May 14, 2019 | Written by: Samuel Thomas
Categorized: AI | Publications
Share this post:
Two years ago IBM set new performance records on conversational telephone speech (CTS) transcription, by benchmarking its deep neural network based speech recognition systems on the Switchboard and Callhome corpora, two popular publicly available data sets for automatic speech recognition . Here we show that this impressive performance holds on other audio genres. Similar to the CTS benchmarks, the industry has for many years evaluated system performances on multimedia audio signals with broadcast news (BN) captioning. We have now achieved a new industry record of 6.5% and 5.9% on two BN benchmarks: RT04 and DEV04F . Both these test sets have been released in the past by the Linguistic Data Consortium (LDC) . The first test set (DEV04F) has about 2 hours of data from 6 shows with close to 100 overlapping speakers across the shows. The second test set (RT04) has 4 hours of broadcast news data from 12 shows with about 230 overlapping speakers across the shows.
Progress in word error rate reduction on CTS and BN test sets.

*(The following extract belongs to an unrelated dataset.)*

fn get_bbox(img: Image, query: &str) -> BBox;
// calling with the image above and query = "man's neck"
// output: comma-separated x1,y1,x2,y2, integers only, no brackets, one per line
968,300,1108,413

In the CTS domain, our speech recognition systems deal with spontaneous speech recorded over a telephone channel with various channel distortions, in addition to numerous speaking styles. Conversational speech is also interspersed with portions of overlapping speech, interruptions, restarts, and back-channel confirmations between participants. In contrast, the new speech recognition systems built for BN captioning need to deal with wide-band signals collected over a wide variety of speakers with different speaking styles, in multiple background noise conditions, and speaking on a wide variety of news topics. Most of the speech is well-articulated and is formed similarly to written English, but there are also materials such as on-site interviews, clips from TV shows, etc. in the mix.
The performance on the BN test sets are achieved by building on our deep neural network-based speech recognition techniques proposed earlier for CTS. We use a combination of deep long short term memory (LSTM) and residual network (ResNet)-based acoustic models along with n-gram and neural network language models. The ResNet-based acoustic models are deep convolutional networks with up to 25 convolutional layers trained on speech spectrograms and complement the six-layer deep LSTM models trained on a rich set of a various acoustic features. LSTM models are also used for language modeling to improve on top of traditional n-gram and feed-forward neural network language models. All these systems are trained on various amounts of broadcast news data also released by LDC .
To quantify our results and measure how close we are to the ultimate goal of achieving human parity, we have worked with our partner Appen, which provides speech and search technology services, to measure human recognition error rates on these tasks. While our new results of 6.5% and 5.9% are the lowest we are aware of for this task, human performance is estimated to be significantly better, at 3.6% and 2.8%, respectively, indicating that there is still room for new techniques and improvements in this space.
This work will be presented at IEEE ICASSP, the world’s largest and most comprehensive technical conference focused on signal processing and its applications, on May 16. The paper is titled “English Broadcast News Speech Recognition by Humans and Machines“, written by Samuel Thomas, Masayuki Suzuki, Yinghui Huang, Gakuto Kurata, Zoltan Tuske, George Saon, Brian Kingsbury, Michael Picheny, Tom Dibert, Alice Kaiser-Schatzlein, and Bern Samko.